Around a dozen Stanford students raised signs and banners at the Palo Alto City Council meeting Monday evening, calling on council members to add a resolution calling for a ceasefire in Gaza to their agenda.
Around 90 people attended the meeting, which lasted nearly five and a half hours. People supporting and opposing a ceasefire resolution raised signs in the audience. One banner in the aisle read “Israel bombed every university in Gaza. What if it was us?” Others lifted posters with the pictures of Israeli hostages, with the words “Kidnapped. Bring them home.”
Protesters, many of whom are involved in the Sit-In to Stop Genocide, attended as part of the Global Strike Week organized by the sit-in. The efforts call for Stanford community members to partake in their peaceful demonstrations and to “walk out of class and/or work whenever possible to join us.”
At the Jan. 15 city council meeting a week prior, 10 Stanford students attended to speak publicly to the council members about putting a discussion around a ceasefire resolution on the council’s agenda. Pam Martinez ’25 attended both weeks’ city council meetings.
“My hope is that every week, we’re just gonna remind them that women, children and also Palestinian men are suffering because this state is heavily militarized. The U.S. is supporting the Israeli state,” she told the Daily.
As part of the public comment section of the meeting, over 50 people stood at the podium and addressed the city council regarding a potential resolution calling for a ceasefire in Gaza. Several speeches were followed by heavy clapping and whistles, after which Palo Alto Mayor Greer Stone reminded the public to refrain from making noise during the public comments.

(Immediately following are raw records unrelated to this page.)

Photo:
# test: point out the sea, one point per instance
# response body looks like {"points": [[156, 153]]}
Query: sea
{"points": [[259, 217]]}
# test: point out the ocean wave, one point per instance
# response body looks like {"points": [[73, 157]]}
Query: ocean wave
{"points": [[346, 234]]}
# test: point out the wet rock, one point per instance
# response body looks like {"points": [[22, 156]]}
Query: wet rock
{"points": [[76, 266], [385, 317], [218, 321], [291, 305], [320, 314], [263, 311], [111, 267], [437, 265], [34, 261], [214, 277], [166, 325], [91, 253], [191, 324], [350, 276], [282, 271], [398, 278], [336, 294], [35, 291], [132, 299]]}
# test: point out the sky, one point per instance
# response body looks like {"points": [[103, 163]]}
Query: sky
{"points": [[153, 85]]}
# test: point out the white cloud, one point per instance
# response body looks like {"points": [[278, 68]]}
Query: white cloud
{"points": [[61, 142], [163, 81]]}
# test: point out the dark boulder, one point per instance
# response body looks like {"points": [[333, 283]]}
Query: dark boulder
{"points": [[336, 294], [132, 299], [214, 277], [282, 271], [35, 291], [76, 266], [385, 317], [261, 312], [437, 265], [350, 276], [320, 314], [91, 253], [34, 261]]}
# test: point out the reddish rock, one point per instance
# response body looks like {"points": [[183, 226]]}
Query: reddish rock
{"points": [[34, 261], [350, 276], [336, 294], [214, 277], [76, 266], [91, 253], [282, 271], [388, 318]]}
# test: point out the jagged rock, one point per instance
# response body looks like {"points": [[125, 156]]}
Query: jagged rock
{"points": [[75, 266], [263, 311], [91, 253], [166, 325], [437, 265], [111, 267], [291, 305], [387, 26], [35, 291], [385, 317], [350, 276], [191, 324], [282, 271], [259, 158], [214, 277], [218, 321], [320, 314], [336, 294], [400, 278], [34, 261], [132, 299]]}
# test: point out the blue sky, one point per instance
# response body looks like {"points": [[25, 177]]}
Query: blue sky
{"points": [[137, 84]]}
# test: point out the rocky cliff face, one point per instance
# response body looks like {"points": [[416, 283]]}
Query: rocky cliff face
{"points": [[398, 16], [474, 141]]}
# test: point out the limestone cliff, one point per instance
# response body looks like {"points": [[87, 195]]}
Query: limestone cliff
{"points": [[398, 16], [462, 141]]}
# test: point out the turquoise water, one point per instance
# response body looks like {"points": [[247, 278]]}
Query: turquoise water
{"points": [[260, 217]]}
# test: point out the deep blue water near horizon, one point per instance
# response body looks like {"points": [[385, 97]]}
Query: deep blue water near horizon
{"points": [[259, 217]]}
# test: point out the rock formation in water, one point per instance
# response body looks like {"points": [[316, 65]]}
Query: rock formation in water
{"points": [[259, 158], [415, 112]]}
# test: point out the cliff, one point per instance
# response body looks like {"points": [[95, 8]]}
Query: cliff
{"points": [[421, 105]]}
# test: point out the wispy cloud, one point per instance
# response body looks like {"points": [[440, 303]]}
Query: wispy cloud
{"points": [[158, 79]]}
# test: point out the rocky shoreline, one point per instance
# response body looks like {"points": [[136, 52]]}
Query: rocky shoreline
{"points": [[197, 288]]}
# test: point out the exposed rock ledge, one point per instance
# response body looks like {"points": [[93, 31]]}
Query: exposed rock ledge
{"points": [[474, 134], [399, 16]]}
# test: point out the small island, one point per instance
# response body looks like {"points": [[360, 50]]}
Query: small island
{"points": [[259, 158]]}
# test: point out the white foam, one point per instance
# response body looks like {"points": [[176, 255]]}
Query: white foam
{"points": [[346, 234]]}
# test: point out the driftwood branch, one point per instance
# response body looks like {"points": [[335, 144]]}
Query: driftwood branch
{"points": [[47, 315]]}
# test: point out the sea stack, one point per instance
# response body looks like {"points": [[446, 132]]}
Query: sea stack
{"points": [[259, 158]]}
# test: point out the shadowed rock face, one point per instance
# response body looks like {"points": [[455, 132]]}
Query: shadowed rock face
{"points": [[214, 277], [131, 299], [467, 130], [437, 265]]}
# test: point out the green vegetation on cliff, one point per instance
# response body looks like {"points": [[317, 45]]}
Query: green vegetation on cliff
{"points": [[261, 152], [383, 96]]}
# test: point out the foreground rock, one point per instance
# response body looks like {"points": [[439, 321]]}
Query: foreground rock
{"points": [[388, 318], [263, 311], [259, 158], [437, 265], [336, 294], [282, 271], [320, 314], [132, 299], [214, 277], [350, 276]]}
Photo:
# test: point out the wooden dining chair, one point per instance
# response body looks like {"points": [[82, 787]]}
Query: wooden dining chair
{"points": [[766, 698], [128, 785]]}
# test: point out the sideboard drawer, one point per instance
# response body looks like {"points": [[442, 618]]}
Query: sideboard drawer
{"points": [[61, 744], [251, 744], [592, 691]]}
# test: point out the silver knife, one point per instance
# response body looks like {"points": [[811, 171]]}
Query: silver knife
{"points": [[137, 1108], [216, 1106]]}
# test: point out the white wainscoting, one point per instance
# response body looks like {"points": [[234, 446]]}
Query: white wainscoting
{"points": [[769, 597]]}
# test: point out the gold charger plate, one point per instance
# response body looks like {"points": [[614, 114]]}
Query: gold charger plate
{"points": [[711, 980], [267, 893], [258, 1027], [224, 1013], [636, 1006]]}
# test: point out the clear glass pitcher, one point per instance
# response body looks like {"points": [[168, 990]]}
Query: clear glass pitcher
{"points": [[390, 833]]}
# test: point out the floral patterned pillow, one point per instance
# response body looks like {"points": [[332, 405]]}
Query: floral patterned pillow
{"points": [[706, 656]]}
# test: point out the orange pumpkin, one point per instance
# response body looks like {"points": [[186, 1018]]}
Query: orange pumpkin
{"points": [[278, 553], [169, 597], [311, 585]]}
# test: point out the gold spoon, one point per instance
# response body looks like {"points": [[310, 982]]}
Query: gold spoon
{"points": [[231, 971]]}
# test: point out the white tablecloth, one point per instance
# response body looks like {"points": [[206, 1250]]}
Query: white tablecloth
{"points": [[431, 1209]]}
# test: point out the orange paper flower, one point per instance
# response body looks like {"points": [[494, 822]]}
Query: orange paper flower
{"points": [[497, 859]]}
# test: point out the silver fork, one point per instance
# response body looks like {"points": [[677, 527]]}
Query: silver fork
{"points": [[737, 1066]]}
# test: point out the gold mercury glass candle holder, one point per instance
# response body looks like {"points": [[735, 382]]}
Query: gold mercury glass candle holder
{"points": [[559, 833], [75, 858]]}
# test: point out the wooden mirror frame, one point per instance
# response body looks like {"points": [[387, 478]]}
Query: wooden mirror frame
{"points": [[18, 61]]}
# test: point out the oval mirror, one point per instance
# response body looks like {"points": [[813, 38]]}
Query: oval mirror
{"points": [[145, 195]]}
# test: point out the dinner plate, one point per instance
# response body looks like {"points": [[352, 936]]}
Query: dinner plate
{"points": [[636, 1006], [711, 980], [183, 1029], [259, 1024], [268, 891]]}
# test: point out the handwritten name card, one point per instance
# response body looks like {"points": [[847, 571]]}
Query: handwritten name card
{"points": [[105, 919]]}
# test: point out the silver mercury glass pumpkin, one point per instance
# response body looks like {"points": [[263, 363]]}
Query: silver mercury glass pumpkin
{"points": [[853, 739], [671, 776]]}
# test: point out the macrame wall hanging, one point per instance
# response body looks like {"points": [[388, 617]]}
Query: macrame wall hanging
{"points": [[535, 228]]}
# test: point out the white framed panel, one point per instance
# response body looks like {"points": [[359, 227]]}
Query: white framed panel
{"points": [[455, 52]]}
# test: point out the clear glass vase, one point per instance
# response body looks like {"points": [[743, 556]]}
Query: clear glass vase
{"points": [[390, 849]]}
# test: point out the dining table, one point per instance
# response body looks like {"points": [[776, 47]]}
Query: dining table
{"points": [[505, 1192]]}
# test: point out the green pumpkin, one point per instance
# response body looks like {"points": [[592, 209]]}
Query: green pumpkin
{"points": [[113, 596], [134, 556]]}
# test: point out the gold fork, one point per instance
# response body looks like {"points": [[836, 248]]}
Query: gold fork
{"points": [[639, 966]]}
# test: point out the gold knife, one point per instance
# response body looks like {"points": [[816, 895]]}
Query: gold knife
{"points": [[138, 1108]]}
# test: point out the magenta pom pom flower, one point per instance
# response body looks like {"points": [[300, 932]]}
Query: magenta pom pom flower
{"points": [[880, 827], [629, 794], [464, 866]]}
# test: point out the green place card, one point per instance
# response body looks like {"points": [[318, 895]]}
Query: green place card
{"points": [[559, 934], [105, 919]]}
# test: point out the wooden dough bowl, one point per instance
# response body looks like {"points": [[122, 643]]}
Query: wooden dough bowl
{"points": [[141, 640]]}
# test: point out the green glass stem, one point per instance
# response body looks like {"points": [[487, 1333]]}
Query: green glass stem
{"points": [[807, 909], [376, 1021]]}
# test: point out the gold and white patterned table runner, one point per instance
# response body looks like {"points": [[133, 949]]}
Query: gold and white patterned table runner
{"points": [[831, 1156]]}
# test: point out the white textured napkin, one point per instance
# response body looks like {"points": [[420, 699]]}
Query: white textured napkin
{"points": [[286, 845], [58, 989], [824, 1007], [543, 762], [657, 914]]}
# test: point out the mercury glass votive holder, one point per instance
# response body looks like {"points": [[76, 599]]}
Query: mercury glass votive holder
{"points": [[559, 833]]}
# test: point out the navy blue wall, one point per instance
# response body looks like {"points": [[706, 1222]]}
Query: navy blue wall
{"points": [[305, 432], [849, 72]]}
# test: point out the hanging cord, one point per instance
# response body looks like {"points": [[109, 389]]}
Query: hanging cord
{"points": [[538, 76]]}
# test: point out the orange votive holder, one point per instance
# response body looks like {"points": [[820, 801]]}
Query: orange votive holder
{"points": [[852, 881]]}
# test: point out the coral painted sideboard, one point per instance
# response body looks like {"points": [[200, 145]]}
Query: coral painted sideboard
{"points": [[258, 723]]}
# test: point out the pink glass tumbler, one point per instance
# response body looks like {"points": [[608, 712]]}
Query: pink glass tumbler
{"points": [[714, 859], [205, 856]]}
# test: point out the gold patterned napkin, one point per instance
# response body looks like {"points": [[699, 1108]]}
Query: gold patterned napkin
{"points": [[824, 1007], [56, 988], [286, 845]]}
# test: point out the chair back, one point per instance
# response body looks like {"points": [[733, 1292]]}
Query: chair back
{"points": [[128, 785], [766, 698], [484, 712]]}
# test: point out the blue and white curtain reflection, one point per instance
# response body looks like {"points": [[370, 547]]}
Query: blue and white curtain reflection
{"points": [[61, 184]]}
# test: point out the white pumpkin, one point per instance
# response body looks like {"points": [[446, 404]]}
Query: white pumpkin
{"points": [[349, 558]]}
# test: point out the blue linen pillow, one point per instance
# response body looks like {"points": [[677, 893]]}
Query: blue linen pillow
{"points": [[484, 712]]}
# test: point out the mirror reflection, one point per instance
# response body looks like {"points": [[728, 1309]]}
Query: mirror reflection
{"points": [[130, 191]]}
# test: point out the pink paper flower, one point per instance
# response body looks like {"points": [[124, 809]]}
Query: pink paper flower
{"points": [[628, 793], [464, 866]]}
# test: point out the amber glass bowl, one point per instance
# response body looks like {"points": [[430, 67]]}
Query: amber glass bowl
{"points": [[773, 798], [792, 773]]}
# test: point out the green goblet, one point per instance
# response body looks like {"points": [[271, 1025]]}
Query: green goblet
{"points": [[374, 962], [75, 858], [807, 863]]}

In one instance, a speaker was interrupted by loud interjections, after which Stone threatened to remove those not observing the chamber’s rules.
Among those who advocated for an agenda item on the ceasefire was Sabah, a postdoctoral fellow at Stanford’s Counseling and Psychological Services (CAPS), who did not share her full name during public comment.
“Two weeks ago, I listened to community members objecting against a ceasefire resolution, as that would cause division within our community,” Sabah said during public comment.
However, objecting to a resolution under the guise that it will cause more division “is willfully ignorant and manipulative,” Sabah said. “This division already exists.”
Other community members said that Palo Alto should have no role in the Israel-Gaza war.
Twenty-two-year Palo Alto resident Avivit, who did not identify their last name, said during the meeting that “while the Palo Alto city council has no real influence on the conflict between Israel and Hamas, a resolution regarding the war would have a negative impact on our local community [and] increase hate, extremism and violence, as it has in other cities around the Bay.”
A community member who identified themselves as Lori M. addressed the city council during public comments and concurred: “We all mourn the loss of innocent life in Israel and Gaza, but ceasefire resolutions make things worse.”
Lori then quoted San Francisco Mayor London Breed’s Friday letter regarding her decision not to sign the ceasefire resolution.
“Since the Board of Supervisors introduced their Gaza ceasefire resolution, and certainly since they passed it last week, our city has been angrier, more divided and less safe,” Breed wrote. “Sadly, that may have been the point. Their exercise was never about bringing people together; it was about choosing a side.”
Martinez argued that a ceasefire resolution is necessary for Palo Alto.
The Sit-In to Stop Genocide seeks to “get acknowledgement from the city,” Martinez said. She believes that it could pressure Stanford to push for divestment, adding that she plans to continue appearing at weekly city council meetings for “as long as the energy of my body [allows].”
After the initial round of public comment, Stone asked the audience to either stand up or raise a hand to signify their support or opposition to a ceasefire, causing mixed reactions from the audience.
Council Member Julie Lythcott-Haims ’89, former dean of freshmen and undergraduate advising at Stanford and now a congressional candidate, responded to the commenters.
“I am on the record, in writing and orally in this chamber at the Human Relations Commission, asking for a bilateral humanitarian ceasefire,” she said.
Other council members did not directly address the public comments regarding a ceasefire resolution.
This article was updated to reflect how an attendee introduced themselves while speaking during the public comment period of the city council meeting.